John Morrisseau (born 1939) is a Métis politician and former leader of the Manitoba Métis Federation (MMF) in Manitoba, Canada, from 1976 to 1981. He also served in the Manitoba provincial government as Assistant Deputy Minister and Deputy Minister of Northern Affairs from 1982 to 1987. John received the Order of Canada in 2021 for his work as a Metis historian and political activist.

== Early life ==
Morrisseau was born on August 18, 1939, in St. Rose du Lac, Manitoba, to Bella Moar and Ernest Morrisseau, who raised their children in Crane River, Manitoba. John Morrisseau enlisted in the Canadian Forces at age 18 and served for six years, leaving in 1964. In 1960, Morrisseau married Nellie Sinclair from Grand Rapids, Manitoba.

== Political career ==
In 1966 Morrisseau became politically active, becoming one of the founding members of the Manitoba Métis Federation.

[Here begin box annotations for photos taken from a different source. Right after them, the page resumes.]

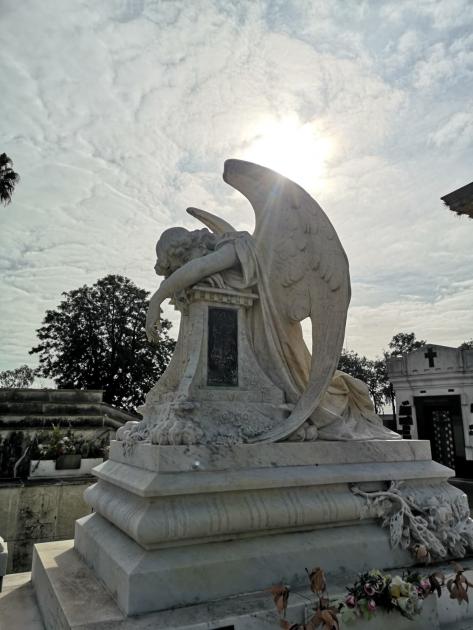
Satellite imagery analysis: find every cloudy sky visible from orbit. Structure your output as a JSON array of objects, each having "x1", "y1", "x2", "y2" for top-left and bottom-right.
[{"x1": 0, "y1": 0, "x2": 473, "y2": 376}]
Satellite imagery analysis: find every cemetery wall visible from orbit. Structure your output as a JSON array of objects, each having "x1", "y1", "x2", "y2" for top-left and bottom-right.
[{"x1": 0, "y1": 477, "x2": 94, "y2": 573}]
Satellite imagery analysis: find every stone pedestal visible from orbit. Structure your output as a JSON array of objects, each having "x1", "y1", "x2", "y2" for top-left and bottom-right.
[
  {"x1": 142, "y1": 285, "x2": 289, "y2": 446},
  {"x1": 64, "y1": 441, "x2": 466, "y2": 615}
]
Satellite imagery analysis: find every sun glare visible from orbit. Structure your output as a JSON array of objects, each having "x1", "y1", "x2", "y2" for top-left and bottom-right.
[{"x1": 244, "y1": 115, "x2": 333, "y2": 189}]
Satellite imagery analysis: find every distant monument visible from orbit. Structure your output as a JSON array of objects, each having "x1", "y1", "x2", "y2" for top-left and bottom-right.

In 1976, Morrisseau secured funding from the Liberal government of Prime Minister Pierre Trudeau to fund mutual claims research on land claim issues such as those outlined under the Manitoba Act. His team, which included Harry Daniels and Sam Sinclair, put together a proposal to support the claim to 1.4 million acres of crown land as well as 25 percent of all provincial park land.

In 1981, Morrisseau told the Métis and Non-Status Indian Constitutional Review Commission:

We can't draw up the rights of a new constitution when our rights entrenched in the Manitoba Act of 1870 are still outstanding. We're only putting ourselves back and giving them another way out. First of all, let's settle the issue that's there, that's the issue of land claims.

Morrisseau played a pivotal role in launching the land claims lawsuit MMF v. Canada.

Morrisseau said, "The work to file the land claim helped to re-kindle pride in Métis. It was time to lift our heads again to feel good about ourselves and it helped us to build strong Métis communities."

After leaving the MMF in 1981, Morrisseau joined the Howard Pawley NDP government as an Assistant Deputy Minister. He rose to become Deputy Minister of Northern Affairs, and served in that post until March 31, 1987.

Morrisseau is considered a Métis historian and is a recipient of the Order of the Métis Nation. As well, Morrisseau was appointed to the Order of Canada as part of their 2021 induction class.

== Later career ==
Now retired, Morrisseau and his wife Nellie live in Grand Rapids, Manitoba, where Morrisseau served as mayor of that town.

He is a member of the Indian Residential Schools Survivor Committee and was the Director of Public Participation for the Royal Commission on Aboriginal Peoples.